Herzog W, Binding P
Faculty of Physical Education and Science, University of Calgary, Alberta, Canada.
Math Biosci. 1992 Oct;111(2):217-29. doi: 10.1016/0025-5564(92)90071-4.
Optimization theory is used more often than any other method to predict individual muscle forces in human movement. One of the limitations frequently associated with optimization algorithms based on efficiency criteria is that they are thought to not provide solutions containing antagonistic muscular forces; however, it is well known that such forces exist. Since analytical solutions of nonlinear optimization algorithms involving multi-degree-of-freedom models containing multijoint muscles are not available, antagonistic behavior in such models is not well understood. The purpose of this investigation was to study antagonistic behavior of muscles analytically, using a three-degree-of-freedom model containing six one-joint and four two-joint muscles. We found that there is a set of general solutions for a nonlinear optimal design based on a minimal cost stress function that requires antagonistic muscular force to reach the optimal solution. This result depends on a system description involving multijoint muscles and contradicts earlier claims made in the biomechanics, physiology, and motor learning literature that consider antagonistic muscular activities inefficient.

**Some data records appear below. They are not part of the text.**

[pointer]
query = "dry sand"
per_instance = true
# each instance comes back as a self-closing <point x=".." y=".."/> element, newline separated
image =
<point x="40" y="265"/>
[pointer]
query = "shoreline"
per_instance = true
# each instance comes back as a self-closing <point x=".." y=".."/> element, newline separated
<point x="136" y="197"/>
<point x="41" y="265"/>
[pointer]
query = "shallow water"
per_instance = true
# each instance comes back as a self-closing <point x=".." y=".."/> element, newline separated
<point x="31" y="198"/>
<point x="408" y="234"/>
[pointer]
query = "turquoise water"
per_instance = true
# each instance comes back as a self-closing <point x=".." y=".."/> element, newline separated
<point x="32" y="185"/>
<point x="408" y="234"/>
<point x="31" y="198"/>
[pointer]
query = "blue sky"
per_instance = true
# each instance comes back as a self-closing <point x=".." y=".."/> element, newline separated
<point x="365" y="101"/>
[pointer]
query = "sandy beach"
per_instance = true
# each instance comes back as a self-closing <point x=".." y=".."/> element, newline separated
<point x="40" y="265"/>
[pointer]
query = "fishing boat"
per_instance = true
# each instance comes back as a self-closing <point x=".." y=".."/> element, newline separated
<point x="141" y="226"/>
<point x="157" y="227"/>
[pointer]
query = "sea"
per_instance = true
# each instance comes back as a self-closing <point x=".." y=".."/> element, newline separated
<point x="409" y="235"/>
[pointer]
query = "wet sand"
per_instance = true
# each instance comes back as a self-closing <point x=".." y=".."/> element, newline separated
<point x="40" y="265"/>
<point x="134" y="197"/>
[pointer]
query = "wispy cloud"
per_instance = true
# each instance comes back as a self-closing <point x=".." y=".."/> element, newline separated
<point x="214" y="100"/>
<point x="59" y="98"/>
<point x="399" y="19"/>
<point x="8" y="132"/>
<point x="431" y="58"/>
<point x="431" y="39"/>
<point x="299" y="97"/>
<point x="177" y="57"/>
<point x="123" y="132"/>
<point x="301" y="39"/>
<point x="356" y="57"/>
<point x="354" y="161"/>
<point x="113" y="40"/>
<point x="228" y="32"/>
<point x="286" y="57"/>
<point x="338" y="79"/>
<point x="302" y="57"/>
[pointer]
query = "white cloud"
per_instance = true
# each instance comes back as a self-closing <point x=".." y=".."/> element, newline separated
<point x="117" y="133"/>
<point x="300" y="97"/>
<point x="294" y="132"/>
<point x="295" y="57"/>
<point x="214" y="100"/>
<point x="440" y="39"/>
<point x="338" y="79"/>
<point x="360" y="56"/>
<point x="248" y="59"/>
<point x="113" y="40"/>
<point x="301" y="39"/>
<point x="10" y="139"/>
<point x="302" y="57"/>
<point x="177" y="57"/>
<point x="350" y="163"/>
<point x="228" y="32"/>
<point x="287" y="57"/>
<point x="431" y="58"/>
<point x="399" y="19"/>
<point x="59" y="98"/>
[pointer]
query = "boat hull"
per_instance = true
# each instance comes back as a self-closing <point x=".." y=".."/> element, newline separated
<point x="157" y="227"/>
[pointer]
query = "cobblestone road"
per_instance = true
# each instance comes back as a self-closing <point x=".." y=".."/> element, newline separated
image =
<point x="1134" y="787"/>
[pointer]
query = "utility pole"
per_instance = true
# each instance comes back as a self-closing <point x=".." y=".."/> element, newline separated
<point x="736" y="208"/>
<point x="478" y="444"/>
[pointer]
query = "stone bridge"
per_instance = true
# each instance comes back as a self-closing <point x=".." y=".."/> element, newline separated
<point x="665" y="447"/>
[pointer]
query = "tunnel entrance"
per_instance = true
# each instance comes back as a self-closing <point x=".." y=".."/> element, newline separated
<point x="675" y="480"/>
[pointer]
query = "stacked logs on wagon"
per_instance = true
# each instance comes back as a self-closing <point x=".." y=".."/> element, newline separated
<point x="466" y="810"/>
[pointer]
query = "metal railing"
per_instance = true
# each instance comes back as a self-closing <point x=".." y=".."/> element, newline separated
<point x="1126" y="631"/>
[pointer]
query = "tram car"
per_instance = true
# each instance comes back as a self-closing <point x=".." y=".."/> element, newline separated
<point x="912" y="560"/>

优化理论比任何其他方法都更常用于预测人体运动中单个肌肉的力量。基于效率标准的优化算法经常出现的一个局限性是,人们认为它们无法提供包含对抗性肌肉力量的解决方案;然而,众所周知,这种力量是存在的。由于涉及包含多关节肌肉的多自由度模型的非线性优化算法的解析解不可用,此类模型中的对抗性行为尚未得到很好的理解。本研究的目的是使用一个包含六块单关节肌肉和四块双关节肌肉的三自由度模型,对肌肉的对抗性行为进行分析研究。我们发现,基于最小成本应力函数的非线性最优设计存在一组通用解,该函数要求对抗性肌肉力量达到最优解。这一结果取决于涉及多关节肌肉的系统描述,并且与生物力学、生理学和运动学习文献中早期提出的认为对抗性肌肉活动效率低下的观点相矛盾。